The Kentucky distiller has filed an infringement lawsuit against a Chicago-based company that makes a collection of American whiskeys co-created by musical legend Bob Dylan. The complaint accuses Heaven’s Door Spirits, LLC, of willfully trading on the HEAVEN HILL mark to confuse consumers and divert sales from Heaven Hill’s whiskeys.

Heaven Hill is asking the Western Kentucky District Court to stop the defendant from producing and selling its whiskeys bearing the HEAVEN’S DOOR mark, destroy all packaging and promotional materials and abandon its applications to register HEAVEN’s DOOR mark. In addition, the distiller wants all the profits Heaven’s Door realized from its “wrongful acts” plus punitive and exemplary damages.

Based in Bardstown, Kentucky, Heaven Hill was founded in the 1930s, just after Prohibition ended, by the Shapira family, according to the complaint. It has registered its mark and brands as far back as the late 1930s and over the last five years has spent more than $7.5 million on marketing and advertising distilled spirits and whiskeys under the Heaven Hill umbrella.

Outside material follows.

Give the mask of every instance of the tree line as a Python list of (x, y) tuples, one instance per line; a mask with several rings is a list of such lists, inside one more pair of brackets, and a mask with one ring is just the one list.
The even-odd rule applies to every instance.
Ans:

Moreover, it has guarded its trademark. In the court filing, the distiller claimed it has “scrupulously and successfully enforced and protects its HEAVEN HILL Mark against past infringements, through cease-and-desist letters, domain name enforcement actions, and litigation.”

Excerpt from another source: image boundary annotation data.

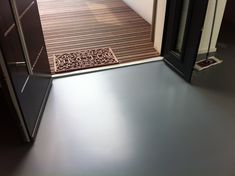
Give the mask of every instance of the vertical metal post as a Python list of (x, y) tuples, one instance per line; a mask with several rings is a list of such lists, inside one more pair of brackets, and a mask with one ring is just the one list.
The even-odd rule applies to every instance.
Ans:
[(22, 47), (23, 47), (23, 52), (24, 52), (24, 56), (25, 56), (25, 61), (26, 61), (28, 73), (30, 75), (32, 75), (33, 74), (33, 69), (32, 69), (32, 65), (31, 65), (31, 62), (30, 62), (30, 57), (29, 57), (27, 45), (26, 45), (26, 42), (25, 42), (24, 33), (23, 33), (22, 26), (21, 26), (21, 22), (20, 22), (20, 17), (19, 17), (19, 13), (18, 13), (18, 10), (17, 10), (17, 5), (15, 3), (15, 0), (10, 0), (10, 3), (11, 3), (11, 7), (12, 7), (13, 14), (14, 14), (14, 17), (15, 17), (16, 26), (17, 26), (18, 31), (19, 31), (20, 41), (21, 41), (21, 44), (22, 44)]

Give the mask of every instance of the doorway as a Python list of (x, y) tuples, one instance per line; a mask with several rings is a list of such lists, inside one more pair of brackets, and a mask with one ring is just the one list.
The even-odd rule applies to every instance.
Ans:
[(144, 12), (153, 11), (149, 2), (143, 9), (148, 3), (130, 0), (38, 0), (52, 74), (55, 55), (79, 50), (111, 48), (119, 64), (158, 57), (151, 40), (155, 18)]

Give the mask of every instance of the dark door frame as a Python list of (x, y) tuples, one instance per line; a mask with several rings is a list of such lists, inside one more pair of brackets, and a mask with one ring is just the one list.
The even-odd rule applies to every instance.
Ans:
[[(167, 1), (161, 55), (165, 63), (187, 82), (191, 82), (200, 45), (208, 0), (189, 0), (182, 52), (175, 51), (183, 0)], [(200, 8), (198, 8), (200, 7)]]

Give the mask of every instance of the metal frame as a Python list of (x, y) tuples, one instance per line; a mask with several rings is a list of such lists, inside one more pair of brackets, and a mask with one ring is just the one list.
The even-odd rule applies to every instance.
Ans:
[(6, 63), (5, 63), (4, 59), (3, 59), (3, 55), (2, 55), (1, 50), (0, 50), (0, 66), (2, 68), (2, 72), (3, 72), (4, 77), (6, 78), (5, 80), (6, 80), (6, 84), (7, 84), (8, 90), (9, 90), (9, 94), (11, 96), (12, 103), (13, 103), (13, 105), (15, 107), (15, 110), (16, 110), (16, 113), (17, 113), (17, 118), (19, 119), (20, 126), (22, 127), (22, 132), (23, 132), (25, 141), (26, 142), (31, 142), (31, 138), (29, 136), (27, 127), (25, 125), (25, 121), (24, 121), (21, 109), (19, 107), (19, 102), (18, 102), (18, 100), (16, 98), (16, 93), (15, 93), (15, 90), (14, 90), (13, 85), (11, 83), (11, 77), (10, 77), (10, 75), (8, 73), (8, 69), (7, 69)]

Heaven Hill first noticed Heaven’s Door in August 2017 when the newcomer filed an application to register its mark with the U.S. Patent and Trademark Office. After Heaven Hill discovered certificates of label approval which indicated Heaven’s Door was launching a series of American whiskey products, the Kentucky distiller wrote a cease-and-desist letter.

Heaven’s Door advised it would not be changing its mark because did not believe there would be any confusion between the brands.

In response, Heaven Hill hired “prominent consumer survey expert Hal Poret” to survey the marketplace. Some federal courts have held confusion rates between 25 percent and 50 percent can cause confusion, while other courts have found a confusion rate between 10 percent and 20 percent, with other supportive evidence, is strong enough.

Poret determined there was net confusion rate of 39 percent.

Heaven Hill gives a detailed account of the similarities between the two logos. Specifically, the distiller notes they both share the “dominant and distinctive” element of HEAVEN and are followed by a single-syllable, four-letter word of either HILL or DOOR. Also, both marks are printed in stacked, block-script letters.

The trademarks, Heaven Hill has told the court, are similar in appearance and sound. The whiskeys associated with these two marks will likely be sold in the same places and marketed to very similar consumers.

In fact, Heaven Hill pointed out Heaven’s Door has promoted and sold its product in and around Louisville, Kentucky, which is near Bardstown. The distiller told the court the defendant has “intentionally and willfully intended to trade upon the goodwill” of Heaven Hill and its HEAVEN HILL Mark.

Heaven Hill has also filed a motion for preliminary injunction. Heaven’s Door has not filed a response.

The case is Heaven Hill Distilleries, Inc. v. Heaven's Door Spirits, LLC, 3:18-cv-556.